Il Museo Wagner: un nuovo tassello per la Venezia Enciclopedica
Il Museo Wagner, ospitato dal 1995 nel piano ammezzato del monumentale palazzo quattrocentesco di Ca’ Vendramin Calergi, dove il compositore si spegneva il 13 febbraio 1883, diventa così il quattordicesimo tassello della galassia MUVE.
L’accordo, siglato dalla presidente Mariacristina Gribaudi alla presenza del sindaco Luigi Brugnaro, affida alla Fondazione la gestione delle sale e di una collezione privata di altissimo pregio: documenti rari, partiture autografe, manifesti e cimeli che raccontano l’intimo legame tra Wagner e la laguna, suo rifugio prediletto, lontano dalle interferenze del mondo.

Con questa messa a sistema, la panoramica culturale coperta dalle collezioni dei Musei Civici diventa sempre più completa ed enciclopedica e l’ingresso nel network permetterà inoltre di attivare cortocircuiti curatoriali di estremo interesse. Come ha sottolineato la stessa Gribaudi, «L’ingresso del Museo Wagner rafforza la vocazione enciclopedica del nostro sistema, creando nuove connessioni dalla musica alle arti visive». Ad esempio, la storia del teatro di Casa Goldoni e le collezioni di strumenti musicali del Museo Correr trovano ora un interlocutore diretto in ambito wagneriano.
Ma il dialogo più suggestivo rimane quello con Mariano Fortuny: il “mago” di Palazzo Pesaro degli Orfei, pur non avendo mai incontrato Wagner, ne fu profondamente influenzato attraverso la mediazione dell’intellettuale Angelo Conti. Quelle atmosfere wagneriane, già protagoniste delle sale del Museo Fortuny, trovano oggi una sponda istituzionale solida nella sede di Ca’ Vendramin Calergi.

Verso il 2027: valorizzazione e accessibilità
Prima del “nuovo corso” previsto per il 2027, la Fondazione avvierà una fase di studio per interventi di valorizzazione e restyling funzionale. L’obiettivo è duplice: in primis, tutelare un patrimonio che unisce il collezionismo privato all’eredità civica, in secondo luogo, rendere il museo, finora luogo d’elezione per appassionati e studiosi, un presidio culturale aperto al pubblico internazionale, integrato nei flussi della Venezia contemporanea.

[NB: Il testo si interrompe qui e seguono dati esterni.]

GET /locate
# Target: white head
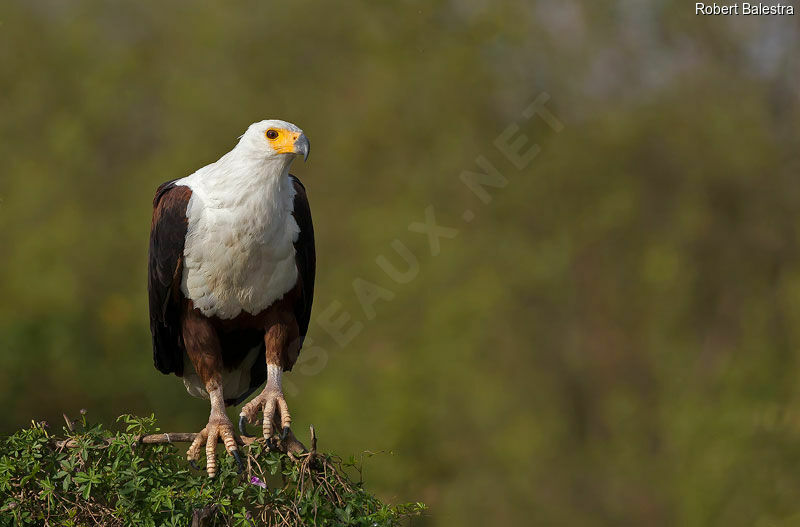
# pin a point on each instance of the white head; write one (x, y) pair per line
(274, 139)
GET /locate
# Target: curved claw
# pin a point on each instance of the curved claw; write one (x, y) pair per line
(243, 427)
(238, 459)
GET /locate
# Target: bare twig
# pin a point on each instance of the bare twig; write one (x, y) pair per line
(290, 445)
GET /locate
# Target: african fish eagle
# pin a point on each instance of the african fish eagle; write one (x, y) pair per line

Soddisfazione espressa anche da Alessandra Althoff Pugliese, presidente dell’Associazione Richard Wagner, che vede in questo accordo il coronamento di un percorso iniziato oltre trent’anni fa nel segno del gemellaggio culturale tra Venezia e Bayreuth, città tedesca dove il compositore si trasferì nel 1872 e dove tuttora si svolge un importante Festival a lui dedicato.